Our MLP class below inherits the Block class. While we rely on some predefined methods in the parent class, we need to supply our own __init__ and forward functions to uniquely define the behavior of our model.

from mxnet.gluon import nn

class MLP(nn.Block):
    # Declare a layer with model parameters. Here, we declare two fully
    # connected layers
    def __init__(self, **kwargs):
        # Call the constructor of the MLP parent class Block to perform the
        # necessary initialization. In this way, other function parameters can
        # also be specified when constructing an instance, such as the model
        # parameter, params, described in the following sections
        super(MLP, self).__init__(**kwargs)
        self.hidden = nn.Dense(256, activation='relu')  # Hidden layer
        self.output = nn.Dense(10)  # Output layer

    # Define the forward computation of the model, that is, how to return the
    # required model output based on the input x
    def forward(self, x):
        return self.output(self.hidden(x))

This code may be easiest to understand by working backwards from forward.
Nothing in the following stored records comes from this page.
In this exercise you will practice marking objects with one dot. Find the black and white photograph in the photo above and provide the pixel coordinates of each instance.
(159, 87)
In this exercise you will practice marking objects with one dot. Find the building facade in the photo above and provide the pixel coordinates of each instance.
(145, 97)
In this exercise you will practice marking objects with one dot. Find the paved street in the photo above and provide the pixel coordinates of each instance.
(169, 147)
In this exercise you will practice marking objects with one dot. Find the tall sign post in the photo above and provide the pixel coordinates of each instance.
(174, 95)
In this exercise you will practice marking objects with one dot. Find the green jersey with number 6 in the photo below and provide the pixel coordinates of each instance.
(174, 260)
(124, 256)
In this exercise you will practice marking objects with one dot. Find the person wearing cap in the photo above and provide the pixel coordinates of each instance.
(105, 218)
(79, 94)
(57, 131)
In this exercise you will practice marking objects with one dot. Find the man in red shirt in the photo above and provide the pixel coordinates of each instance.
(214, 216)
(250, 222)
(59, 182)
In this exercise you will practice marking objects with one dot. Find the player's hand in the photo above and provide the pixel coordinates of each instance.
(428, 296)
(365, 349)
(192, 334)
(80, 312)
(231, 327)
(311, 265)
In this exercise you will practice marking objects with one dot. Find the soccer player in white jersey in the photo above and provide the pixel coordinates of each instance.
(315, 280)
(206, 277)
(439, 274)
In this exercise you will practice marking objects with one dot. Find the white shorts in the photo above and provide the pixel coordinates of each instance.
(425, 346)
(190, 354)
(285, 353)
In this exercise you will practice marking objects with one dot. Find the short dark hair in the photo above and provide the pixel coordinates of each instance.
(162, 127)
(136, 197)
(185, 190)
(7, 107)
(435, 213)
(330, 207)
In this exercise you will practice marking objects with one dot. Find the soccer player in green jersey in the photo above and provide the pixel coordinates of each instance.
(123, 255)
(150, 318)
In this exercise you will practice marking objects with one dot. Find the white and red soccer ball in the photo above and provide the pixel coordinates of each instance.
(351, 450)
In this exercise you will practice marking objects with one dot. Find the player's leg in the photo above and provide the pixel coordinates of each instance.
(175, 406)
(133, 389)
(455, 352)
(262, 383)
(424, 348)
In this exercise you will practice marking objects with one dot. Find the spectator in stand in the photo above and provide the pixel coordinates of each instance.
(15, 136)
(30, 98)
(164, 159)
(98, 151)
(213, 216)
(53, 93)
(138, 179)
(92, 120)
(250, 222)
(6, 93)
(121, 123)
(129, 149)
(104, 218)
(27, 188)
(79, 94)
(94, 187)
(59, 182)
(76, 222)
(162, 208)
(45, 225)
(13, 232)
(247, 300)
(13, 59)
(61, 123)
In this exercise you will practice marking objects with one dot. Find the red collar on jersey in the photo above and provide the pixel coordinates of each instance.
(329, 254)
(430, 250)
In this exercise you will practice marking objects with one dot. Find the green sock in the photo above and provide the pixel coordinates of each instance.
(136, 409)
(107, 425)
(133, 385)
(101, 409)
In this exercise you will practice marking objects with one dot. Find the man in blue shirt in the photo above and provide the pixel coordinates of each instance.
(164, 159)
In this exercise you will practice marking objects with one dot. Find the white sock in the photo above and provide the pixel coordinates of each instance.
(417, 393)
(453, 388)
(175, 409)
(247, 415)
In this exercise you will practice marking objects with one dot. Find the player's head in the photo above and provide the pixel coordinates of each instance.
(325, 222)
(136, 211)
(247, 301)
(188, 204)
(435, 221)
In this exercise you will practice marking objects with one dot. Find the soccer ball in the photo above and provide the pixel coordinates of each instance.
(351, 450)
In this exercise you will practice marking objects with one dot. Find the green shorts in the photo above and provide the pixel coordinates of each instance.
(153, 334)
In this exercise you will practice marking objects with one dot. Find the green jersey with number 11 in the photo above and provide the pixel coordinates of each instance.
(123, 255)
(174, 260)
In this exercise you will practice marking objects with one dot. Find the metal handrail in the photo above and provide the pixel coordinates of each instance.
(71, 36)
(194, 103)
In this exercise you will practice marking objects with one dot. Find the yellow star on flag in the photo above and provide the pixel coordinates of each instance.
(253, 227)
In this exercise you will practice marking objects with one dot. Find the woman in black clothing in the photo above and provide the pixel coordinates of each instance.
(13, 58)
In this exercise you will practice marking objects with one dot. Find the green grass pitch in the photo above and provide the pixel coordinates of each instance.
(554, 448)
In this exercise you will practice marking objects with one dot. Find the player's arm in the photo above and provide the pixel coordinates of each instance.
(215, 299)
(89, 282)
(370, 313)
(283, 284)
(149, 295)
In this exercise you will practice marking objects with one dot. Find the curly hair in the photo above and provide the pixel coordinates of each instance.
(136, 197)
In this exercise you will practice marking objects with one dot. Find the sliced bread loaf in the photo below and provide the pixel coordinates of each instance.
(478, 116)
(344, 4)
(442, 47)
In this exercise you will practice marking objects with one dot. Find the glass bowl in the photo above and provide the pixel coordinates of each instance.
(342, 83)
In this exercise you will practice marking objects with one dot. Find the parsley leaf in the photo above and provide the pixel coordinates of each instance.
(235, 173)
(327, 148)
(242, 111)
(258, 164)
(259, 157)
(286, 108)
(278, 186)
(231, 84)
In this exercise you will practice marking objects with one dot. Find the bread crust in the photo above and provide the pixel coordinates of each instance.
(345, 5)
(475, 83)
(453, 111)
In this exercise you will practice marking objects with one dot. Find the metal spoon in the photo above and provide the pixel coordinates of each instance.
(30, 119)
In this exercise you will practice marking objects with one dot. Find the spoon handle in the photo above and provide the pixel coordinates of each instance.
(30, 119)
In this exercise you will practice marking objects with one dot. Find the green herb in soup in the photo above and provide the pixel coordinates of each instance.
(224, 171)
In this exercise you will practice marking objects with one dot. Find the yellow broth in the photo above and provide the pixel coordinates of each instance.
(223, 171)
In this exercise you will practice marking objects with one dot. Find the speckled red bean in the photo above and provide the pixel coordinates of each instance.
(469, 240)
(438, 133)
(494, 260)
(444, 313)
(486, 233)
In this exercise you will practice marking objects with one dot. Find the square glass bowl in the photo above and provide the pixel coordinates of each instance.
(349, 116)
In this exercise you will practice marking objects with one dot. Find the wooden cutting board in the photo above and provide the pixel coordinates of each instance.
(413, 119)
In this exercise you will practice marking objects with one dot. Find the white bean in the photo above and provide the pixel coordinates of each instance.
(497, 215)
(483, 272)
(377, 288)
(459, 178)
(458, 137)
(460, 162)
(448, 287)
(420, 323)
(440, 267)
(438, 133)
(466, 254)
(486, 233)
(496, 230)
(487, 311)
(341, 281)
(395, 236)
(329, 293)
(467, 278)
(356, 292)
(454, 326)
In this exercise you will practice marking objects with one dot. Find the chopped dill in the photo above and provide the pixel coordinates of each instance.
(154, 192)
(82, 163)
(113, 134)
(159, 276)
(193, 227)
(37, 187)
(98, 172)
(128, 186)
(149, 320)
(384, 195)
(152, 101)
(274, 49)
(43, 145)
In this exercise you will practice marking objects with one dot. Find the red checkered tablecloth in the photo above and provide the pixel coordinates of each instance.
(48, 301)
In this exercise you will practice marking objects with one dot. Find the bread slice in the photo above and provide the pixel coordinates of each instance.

Note that the forward method takes as input x. The forward method first evaluates self.hidden(x) to produce the hidden representation, passing this output as the input to the output layer self.output( ... ).

The constituent layers of each MLP must be instance-level variables. After all, if we instantiated two such models net1 and net2 and trained them on different data, we would expect them to them to represent two different learned models.

The __init__ method is the most natural place to instantiate the layers that we subsequently invoke on each call to the forward method. Note that before getting on with the interesting parts, our customized __init__ method must invoke the parent class’s init method: super(MLP, self).__init__(**kwargs) to save us from reimplementing boilerplate code applicable to most Blocks. Then, all that is left is to instantiate our two Dense layers, assigning them to self.hidden and self.output, respectively. Again note that when dealing with standard functionality like this, we do not have to worry about backpropagation, since the backward method is generated for us automatically. The same goes for the initialize method. Let’s try this out:

net = MLP()
array([[-0.03989594, -0.1041471 ,  0.06799038,  0.05245074,  0.02526059,
        -0.00640342,  0.04182098, -0.01665319, -0.02067346, -0.07863817],
       [-0.03612847, -0.07210436,  0.09159479,  0.07890771,  0.02494172,
        -0.01028665,  0.01732428, -0.02843242,  0.03772651, -0.06671704]])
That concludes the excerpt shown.